For the MOTD use the following text:
* WARNING * WARNING * WARNING * WARNING * WARNING * WARNING *
If you do not belong here, GO AWAY!
We are watching...
* WARNING * WARNING * WARNING * WARNING * WARNING * WARNING *
Test your network hardening by trying to ping before and after. From Windows you can use a continuous ping like:
ping -t 192.168.2.xx
Second:
You will have two partners for your work, but you will still make modifications to your VM. Look at the names of the people surrounding yours in the documentation, wrapping as needed. The person above you will be logging into your Ubuntu VM from their Windows VM but should be denied from the Ubuntu VM. You will create an account based on an agreed name and password using the following commands:
useradd -m -s /bin/bash username passwd username
Then make the SSH changes to only allow that account from their Windows 10 VM.

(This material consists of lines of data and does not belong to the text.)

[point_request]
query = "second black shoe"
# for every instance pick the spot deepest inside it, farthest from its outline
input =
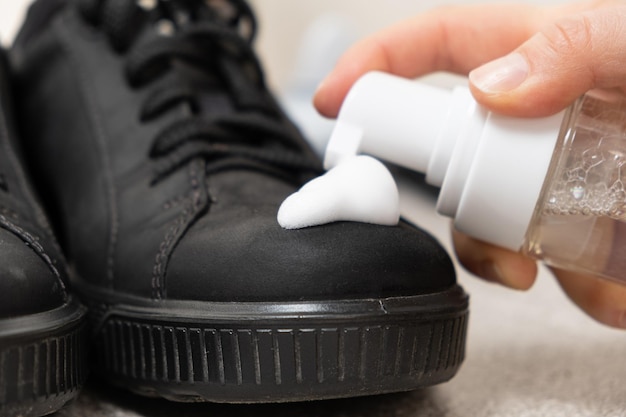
(164, 160)
(43, 361)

You will be logging in to the Ubuntu VM of the person below you using your Windows 10 VM.
Windows 10
Review the Windows 10 Hardening script by Aaron Horler.
After reviewing the script, write a few paragrahs about your thoughts on securing Windows 10.
Windows Server 2016
Review the Windows 2016 Security Guide.
Determine and write a few paragraphs on which options you would implement, or if easier to determine, the ones you would leave out based on the University of Texas guidelines.